Einklang bei der Energie
Diesen Ball nahm das Publikum nur allzu gerne auf. Mehrmals wurde angemerkt, dass man von körperlich hart arbeitenden Menschen keinen späteren Renteneintritt erwarten könne und sich derlei Branchenunterschiede im Rentensystem niederschlagen müssten. Vor allem Akademiker gerieten ins Visier der Anwesenden: Sie würden später einzahlen und hätten zudem eine höhere Lebenserwartung – also könnten sie doch auch länger arbeiten. Wo vorher noch gestritten wurde, waren sich die Ständeratskandidierenden nun weitgehend einig: Alle stimmten den Publikumsvoten mehr oder weniger zu.

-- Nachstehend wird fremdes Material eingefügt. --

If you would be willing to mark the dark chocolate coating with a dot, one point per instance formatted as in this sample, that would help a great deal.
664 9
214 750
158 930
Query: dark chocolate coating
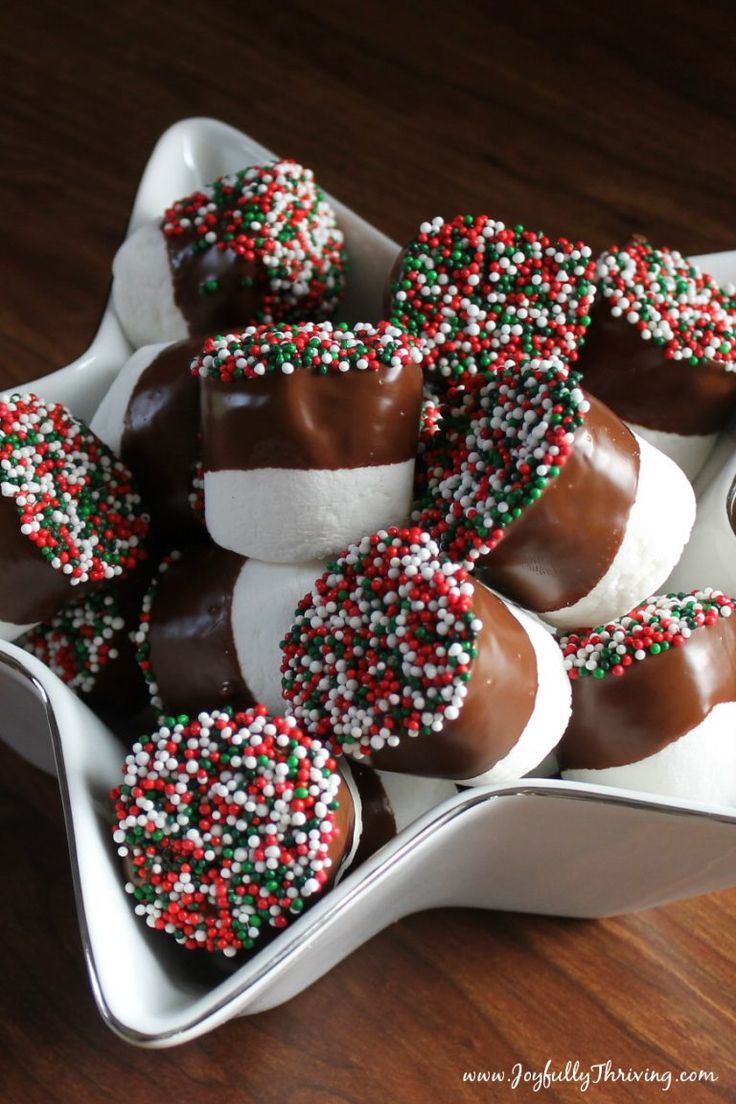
192 650
619 720
565 542
340 420
501 694
160 439
119 690
31 590
641 384
237 299
731 506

Auch beim Thema Energie waren die Abstände nicht mehr allzu gross. «Atomkraft isch öppis vo vorgeschter», fasste ein Zuhörer den an diesem Abend vorherrschenden Standpunkt zusammen. Alle Podiumsteilnehmer begrüssten den Energie-Mantelerlass, der diese Woche zur Schlussabstimmung gelangen soll. Marc Jost betrachtet ihn als gelungenes Beispiel für eine Politik der kleinen Schritte, die sowohl im Parlament als auch im Volk mehrheitsfähig seien. Jürg Grossen hatte an dieser Stelle gar ein Lob für Energieminister Albert Rösti übrig und Flavia Wasserfallen kritisierte die Grünen dafür, dass sie die Solarpflicht auf bestehende Gebäude ausweiten wollten. Für einen Augenblick hätte man fast vergessen können, dass nur zwei der drei KandidatInnen derselben Listenverbindung angehören (Jost und Grossen).

Ein dankbares Publikum
Alles in allem hatten die KandidatInnen an diesem Abend leichtes Spiel. Das Publikum war zwar überaus aktiv und diskutierfreudig, bestand im Wesentlichen aber aus Sympathisanten der drei Gastgeber- und Podiumsparteien EVP, GLP und SP. Vereinzelt waren auch Anhänger anderer Parteien zu sehen, doch diese hielten sich bedeckt. Schliesslich trug auch die Zusammensetzung des Podiums zur harmonischen Grundstimmung bei. Mit weniger gemässigten Charakteren hätte die Debatte auch ganz anders verlaufen können. Ob das für unentschlossene WählerInnen hilfreicher gewesen wäre, sei dahingestellt.